Midnight in Paris è ambientato nella Ville Lumière, un luogo magico. La storia è divertente: Gil (un ottimo Owen Wilson, qui alter ego di Allen), scribacchino di sceneggiature hollywoodiane con il sogno della grande letteratura, approda a Parigi in cerca di ispirazione per il suo primo libro. Purtroppo la compagnia non è delle migliori: la fidanzata è snob e fissata con lo shopping (Rachel McAdams), i ricchi e repubblicani genitori di lei sono invadenti e mal lo digeriscono (il futuro suocero lo considera un trotzkista), e per di più c’è un professore pedante (Michael Sheen) che non la smette di impartire lezioni. L’insoddisfatto Gil sogna di fuggire ed eccolo accontentato! Come accade nelle favole più belle, allo scoccare della mezzanotte si ritrova negli Anni Venti, tra bellissime donne abbigliate alla charleston e bistrot alla moda.
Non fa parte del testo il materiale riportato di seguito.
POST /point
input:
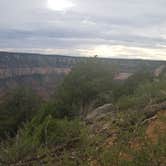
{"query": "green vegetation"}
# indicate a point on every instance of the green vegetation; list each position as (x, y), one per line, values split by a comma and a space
(54, 132)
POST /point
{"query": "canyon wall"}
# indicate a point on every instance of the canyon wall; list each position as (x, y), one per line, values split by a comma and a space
(45, 72)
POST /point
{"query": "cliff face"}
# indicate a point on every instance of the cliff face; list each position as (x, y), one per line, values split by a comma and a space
(45, 72)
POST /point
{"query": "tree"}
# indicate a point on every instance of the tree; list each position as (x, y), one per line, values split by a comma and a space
(18, 107)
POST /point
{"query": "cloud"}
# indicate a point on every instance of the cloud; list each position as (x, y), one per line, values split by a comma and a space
(116, 28)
Sono gli anni dei suoi miti letterari: sera dopo sera, l’aspirante scrittore si troverà a fare i conti con il machismo di Ernest Hemingway e Pablo Picasso per conquistare la sinuosa Adriana (Marion Cotillard), già amante di Braque e Modigliani, si farà dare consigli letterari e sentimentali da Gertrude Stein in persona (la bravissima Kathy Bates), andrà alle feste con Francis Scott Fitzgerald e la squilibrata Zelda (a cui rifilerà una pasticca di valium per scongiurare il suicidio nella Senna), sorseggerà del vino con l’eccentrico Salvador Dalì (un irresistibile Adrien Brody), fino a prendersi la libertà di suggerire a uno sconcertato Luis Buñuel la trama di uno dei suoi futuri capolavori, “L’angelo sterminatore”.

Midnight in Paris è un crescendo di situazioni impreviste e cambiamenti di punti di vista. E Gil-Allen, che in principio si strugge di nostalgia per la perduta età dell’oro, ritrova nel coraggio di essere finalmente sé stesso, la forza di vivere nel presente e persino di innamorarsi. Ad aiutare Woody in questo splendido film ci sono attori importanti, le bellissime melodie di Cole Porter, ma soprattutto c’è lui, il grandissimo Woody Allen dietro la macchina da presa.